Radhika Nair became the first Indian woman to walk for Balenciaga
We're not talking about the era when a lone Ujjwala Raut made her mark around Y2K, or when Lakshmi Menon established herself as the go-to catwalker of the mid-noughties. This is a proper Indian-IT-brains-in-Silicon-Valley invasion, and Donald Trump and his fellow jingoists should be very worried.
Monica Tomas for Delpozo A/W 2017
“The first wave of Indian models getting international attention came with the arrival of big luxury brands in India. But with the recession, that wave quickly died out,” explains former model Gunita Stobe, who co-founded the agency Anima Creative Management along with partner Mark Luburic. “Now, with major international brands like H&M, Sephora and Zara entering the Indian market, the demand for local models is once again going up.”

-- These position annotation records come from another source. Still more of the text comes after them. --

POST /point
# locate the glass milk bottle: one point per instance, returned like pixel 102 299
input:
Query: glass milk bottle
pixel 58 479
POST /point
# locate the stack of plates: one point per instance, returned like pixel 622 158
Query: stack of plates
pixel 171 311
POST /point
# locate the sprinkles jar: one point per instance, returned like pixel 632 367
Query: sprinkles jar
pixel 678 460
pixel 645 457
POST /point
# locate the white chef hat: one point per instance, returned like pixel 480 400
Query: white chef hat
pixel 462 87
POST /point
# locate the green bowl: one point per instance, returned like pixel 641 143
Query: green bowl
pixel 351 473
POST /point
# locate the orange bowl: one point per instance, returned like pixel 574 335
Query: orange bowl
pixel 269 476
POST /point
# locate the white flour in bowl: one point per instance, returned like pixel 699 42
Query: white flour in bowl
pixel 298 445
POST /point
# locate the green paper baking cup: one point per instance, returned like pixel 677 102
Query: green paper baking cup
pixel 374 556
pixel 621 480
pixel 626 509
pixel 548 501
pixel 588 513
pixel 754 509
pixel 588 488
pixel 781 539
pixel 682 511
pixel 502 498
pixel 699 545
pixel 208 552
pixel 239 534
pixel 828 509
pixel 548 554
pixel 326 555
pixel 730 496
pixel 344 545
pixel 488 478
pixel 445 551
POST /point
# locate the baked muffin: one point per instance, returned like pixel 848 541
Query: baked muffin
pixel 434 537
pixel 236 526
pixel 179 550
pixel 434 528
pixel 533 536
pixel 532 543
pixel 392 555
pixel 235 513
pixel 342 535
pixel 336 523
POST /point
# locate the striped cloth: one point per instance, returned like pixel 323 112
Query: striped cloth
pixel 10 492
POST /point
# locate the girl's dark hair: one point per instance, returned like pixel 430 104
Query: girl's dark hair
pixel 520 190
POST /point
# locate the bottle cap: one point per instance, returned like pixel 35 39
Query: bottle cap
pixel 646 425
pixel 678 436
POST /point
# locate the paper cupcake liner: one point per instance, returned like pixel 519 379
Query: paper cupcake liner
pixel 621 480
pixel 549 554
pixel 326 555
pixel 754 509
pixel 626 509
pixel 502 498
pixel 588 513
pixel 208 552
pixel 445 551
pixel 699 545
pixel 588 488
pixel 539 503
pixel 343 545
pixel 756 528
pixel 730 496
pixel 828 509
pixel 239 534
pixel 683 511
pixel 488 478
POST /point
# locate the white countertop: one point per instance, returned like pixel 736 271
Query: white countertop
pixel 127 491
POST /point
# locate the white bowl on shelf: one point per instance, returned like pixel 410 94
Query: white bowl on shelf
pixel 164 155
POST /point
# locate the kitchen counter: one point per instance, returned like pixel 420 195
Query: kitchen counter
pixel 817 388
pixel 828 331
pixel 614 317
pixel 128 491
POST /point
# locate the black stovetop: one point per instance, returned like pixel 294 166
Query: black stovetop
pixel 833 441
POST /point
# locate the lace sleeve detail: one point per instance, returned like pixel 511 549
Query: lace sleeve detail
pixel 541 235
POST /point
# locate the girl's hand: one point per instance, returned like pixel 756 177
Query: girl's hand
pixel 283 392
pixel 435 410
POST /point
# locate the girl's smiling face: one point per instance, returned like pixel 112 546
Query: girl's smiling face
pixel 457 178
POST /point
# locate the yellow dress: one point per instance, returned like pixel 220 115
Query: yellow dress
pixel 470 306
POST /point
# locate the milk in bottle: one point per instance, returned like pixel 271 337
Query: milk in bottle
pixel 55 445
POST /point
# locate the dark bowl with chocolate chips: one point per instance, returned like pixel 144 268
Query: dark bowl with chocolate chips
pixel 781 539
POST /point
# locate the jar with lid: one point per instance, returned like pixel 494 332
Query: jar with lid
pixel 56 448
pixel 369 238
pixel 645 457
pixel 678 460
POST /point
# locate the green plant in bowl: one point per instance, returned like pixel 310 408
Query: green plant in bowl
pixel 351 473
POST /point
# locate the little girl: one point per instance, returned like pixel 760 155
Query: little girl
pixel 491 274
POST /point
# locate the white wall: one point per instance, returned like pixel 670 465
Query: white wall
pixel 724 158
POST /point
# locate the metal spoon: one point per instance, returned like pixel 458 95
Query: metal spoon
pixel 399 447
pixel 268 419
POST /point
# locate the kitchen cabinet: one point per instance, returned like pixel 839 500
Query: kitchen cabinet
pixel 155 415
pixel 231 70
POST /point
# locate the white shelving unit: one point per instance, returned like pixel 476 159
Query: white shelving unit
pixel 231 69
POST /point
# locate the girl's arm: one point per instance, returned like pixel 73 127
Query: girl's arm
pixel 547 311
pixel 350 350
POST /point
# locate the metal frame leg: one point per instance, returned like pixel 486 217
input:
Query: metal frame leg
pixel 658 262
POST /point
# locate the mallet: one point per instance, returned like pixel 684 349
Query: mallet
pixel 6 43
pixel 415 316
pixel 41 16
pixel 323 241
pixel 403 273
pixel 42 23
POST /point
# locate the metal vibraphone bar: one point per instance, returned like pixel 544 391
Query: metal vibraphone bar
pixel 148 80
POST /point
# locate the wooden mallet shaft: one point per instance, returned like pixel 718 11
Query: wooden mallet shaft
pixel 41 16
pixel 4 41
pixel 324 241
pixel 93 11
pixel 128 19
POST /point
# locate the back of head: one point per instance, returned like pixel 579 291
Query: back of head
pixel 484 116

Bhumika Arora for Balmain S/S 17
Like Stobe, photographer Rid Burman has seen an upwardly mobile Indian diaspora exert its influence on how companies execute their advertising campaigns and cast fashion shows. “Look at the big cities like Milan, London and New York, their populations are no longer homogenous,” says Burman. “The Indian communities in these places are very wealthy, and the fashion labels need to sell to them, which is why you’ll see more Indian faces in their campaigns.”
Rasika Navare for Smashbox
The increasing efficiency of homegrown agencies like Stobe’s has also helped models convert opportunities into results. She says, “There were agencies like Elite Modes in India before, but they didn’t really concentrate on building relationships with agencies abroad and making sure our girls got opportunities. We always had the talent, but the models didn’t get the support they needed to go abroad. Models like Ujjwala and Lakshmi had to make their own way.”

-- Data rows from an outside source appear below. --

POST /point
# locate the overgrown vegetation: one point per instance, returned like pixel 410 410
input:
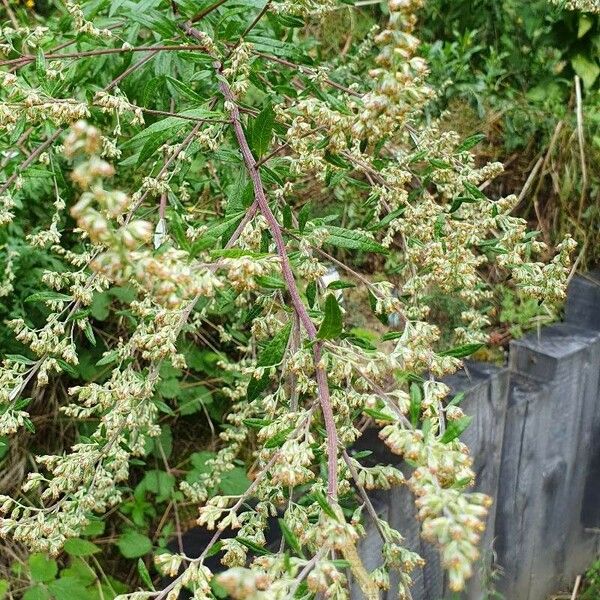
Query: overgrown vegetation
pixel 177 178
pixel 509 69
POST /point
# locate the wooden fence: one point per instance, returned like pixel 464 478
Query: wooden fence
pixel 535 439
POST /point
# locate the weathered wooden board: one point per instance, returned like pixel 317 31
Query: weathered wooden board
pixel 583 300
pixel 553 405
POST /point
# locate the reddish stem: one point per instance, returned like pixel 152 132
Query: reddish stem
pixel 288 275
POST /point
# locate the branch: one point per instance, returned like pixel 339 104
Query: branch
pixel 288 275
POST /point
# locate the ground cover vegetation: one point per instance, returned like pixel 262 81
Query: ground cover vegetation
pixel 177 179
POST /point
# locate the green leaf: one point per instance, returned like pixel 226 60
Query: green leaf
pixel 108 358
pixel 584 24
pixel 235 482
pixel 416 398
pixel 42 568
pixel 67 368
pixel 94 528
pixel 159 483
pixel 311 293
pixel 156 140
pixel 279 438
pixel 19 358
pixel 378 415
pixel 352 240
pixel 48 296
pixel 474 191
pixel 260 550
pixel 331 326
pixel 69 588
pixel 470 142
pixel 290 537
pixel 80 570
pixel 340 285
pixel 257 386
pixel 586 68
pixel 100 306
pixel 191 400
pixel 262 131
pixel 274 351
pixel 89 334
pixel 459 201
pixel 79 547
pixel 256 423
pixel 455 428
pixel 462 351
pixel 144 575
pixel 325 506
pixel 133 544
pixel 36 593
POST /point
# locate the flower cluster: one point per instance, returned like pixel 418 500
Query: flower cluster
pixel 220 214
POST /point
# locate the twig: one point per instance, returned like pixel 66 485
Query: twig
pixel 581 140
pixel 302 69
pixel 207 10
pixel 263 204
pixel 11 14
pixel 100 52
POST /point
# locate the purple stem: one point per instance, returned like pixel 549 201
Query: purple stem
pixel 288 275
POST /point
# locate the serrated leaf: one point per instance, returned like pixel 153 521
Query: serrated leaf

While modelling agencies and fashion brands can take much of the credit for this increase in avenues, it can be argued that the Indian model has also decisively taken control of her own career. Social media now allows her to court employers and fans directly, as photographer Colston Julian points out. “Whenever we’re doing a casting, we always ask the agencies for the full names of the models so we can check their profiles on Facebook and Instagram to see what they really look like,” he says. A model with a substantial following automatically skyrockets to the top of potential casting lists — think Kendall Jenner and the Hadid sisters — with clients looking to piggy-back off their popularity.
Natasha Ramachandran for Nicole Miller A/W 2017
Model Surelee Joseph, who notched up an appearance at NYFW for Azede Jean-Pierre, thinks her colleagues have different priorities from the previous generation. “Indian models have more drive to make it in fashion,” she says, a marked difference from a few years ago when ‘Bollywood or bust’ could have been a patented bumper sticker. “They don’t want to limit their view to India.”